Venterskroon wafer-lid trapdoor spider
- Conservation status: Least Concern (SANBI Red List)

Scientific classification
- Kingdom: Animalia
- Phylum: Arthropoda
- Subphylum: Chelicerata
- Class: Arachnida
- Order: Araneae
- Infraorder: Mygalomorphae
- Family: Cyrtaucheniidae
- Genus: Ancylotrypa
- Species: A. brevicornis
- Binomial name: Ancylotrypa brevicornis (Hewitt, 1919)
- Synonyms: Pelmatorycter brevicornis Hewitt, 1919 ;

= Ancylotrypa brevicornis =

- Authority: (Hewitt, 1919)
- Conservation status: LC

Species of spider

Ancylotrypa brevicornis, commonly known as the Venterskroon wafer-lid trapdoor spider, is a species of spider of the genus Ancylotrypa. It is endemic to South Africa.

==Distribution==
Ancylotrypa brevicornis is known from three South African provinces: Gauteng, Limpopo, and North West. Type locality is Venterskroon in North West Province. The species occurs at elevations between 1120 and 1628 meters above sea level.

==Habitat and ecology==
This species is a free-living ground dweller that lives in silk-lined burrows.

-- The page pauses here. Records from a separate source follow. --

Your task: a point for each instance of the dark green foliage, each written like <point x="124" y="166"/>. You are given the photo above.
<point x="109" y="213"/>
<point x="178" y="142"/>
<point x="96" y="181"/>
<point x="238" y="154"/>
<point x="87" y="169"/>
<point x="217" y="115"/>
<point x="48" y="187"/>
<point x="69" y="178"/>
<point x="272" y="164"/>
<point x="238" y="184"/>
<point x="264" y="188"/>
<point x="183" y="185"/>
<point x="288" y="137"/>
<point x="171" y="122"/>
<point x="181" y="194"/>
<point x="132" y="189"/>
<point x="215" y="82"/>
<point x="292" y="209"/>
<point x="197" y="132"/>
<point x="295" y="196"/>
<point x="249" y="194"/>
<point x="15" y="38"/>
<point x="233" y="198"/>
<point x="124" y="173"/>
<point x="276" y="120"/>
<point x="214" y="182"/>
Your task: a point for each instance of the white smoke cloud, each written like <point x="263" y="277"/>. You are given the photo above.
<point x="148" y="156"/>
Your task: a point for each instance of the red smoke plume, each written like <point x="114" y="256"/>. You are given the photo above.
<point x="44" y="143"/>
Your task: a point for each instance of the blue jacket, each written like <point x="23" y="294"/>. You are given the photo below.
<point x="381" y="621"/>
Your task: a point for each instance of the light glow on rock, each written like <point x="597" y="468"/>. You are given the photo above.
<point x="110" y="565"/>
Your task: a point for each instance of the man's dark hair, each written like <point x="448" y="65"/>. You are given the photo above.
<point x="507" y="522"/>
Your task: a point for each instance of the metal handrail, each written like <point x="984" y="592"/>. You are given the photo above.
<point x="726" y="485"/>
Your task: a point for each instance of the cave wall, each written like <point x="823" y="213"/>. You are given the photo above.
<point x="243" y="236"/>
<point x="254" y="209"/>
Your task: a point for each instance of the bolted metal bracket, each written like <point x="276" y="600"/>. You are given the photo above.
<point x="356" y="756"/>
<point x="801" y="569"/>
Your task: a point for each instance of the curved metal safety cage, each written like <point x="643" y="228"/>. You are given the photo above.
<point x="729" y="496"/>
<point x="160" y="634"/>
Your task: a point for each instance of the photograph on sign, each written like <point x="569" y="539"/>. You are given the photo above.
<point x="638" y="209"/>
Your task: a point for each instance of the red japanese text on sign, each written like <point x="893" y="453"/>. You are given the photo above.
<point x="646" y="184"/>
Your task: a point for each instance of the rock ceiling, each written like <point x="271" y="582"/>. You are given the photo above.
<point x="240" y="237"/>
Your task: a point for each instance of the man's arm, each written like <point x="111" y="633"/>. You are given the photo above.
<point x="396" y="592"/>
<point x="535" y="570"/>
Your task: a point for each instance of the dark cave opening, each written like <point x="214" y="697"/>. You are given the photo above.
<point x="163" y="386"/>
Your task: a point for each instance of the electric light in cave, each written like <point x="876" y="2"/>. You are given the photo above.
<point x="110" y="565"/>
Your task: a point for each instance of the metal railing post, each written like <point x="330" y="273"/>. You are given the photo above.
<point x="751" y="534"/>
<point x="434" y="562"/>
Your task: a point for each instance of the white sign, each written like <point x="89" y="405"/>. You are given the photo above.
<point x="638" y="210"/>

In addition to constructing a thin wafer-lid trapdoor, these spiders use a hard, spherical plug made of soil particles held together by silk to close the burrow entrance. The species has been sampled from both Grassland and Savanna biomes.

==Description==

Both males and females have been described for this species.

==Conservation==
Listed as Least Concern on the South African Red List. The species is protected in Nylsvley Nature Reserve, where burrow-constructing behavior has been studied.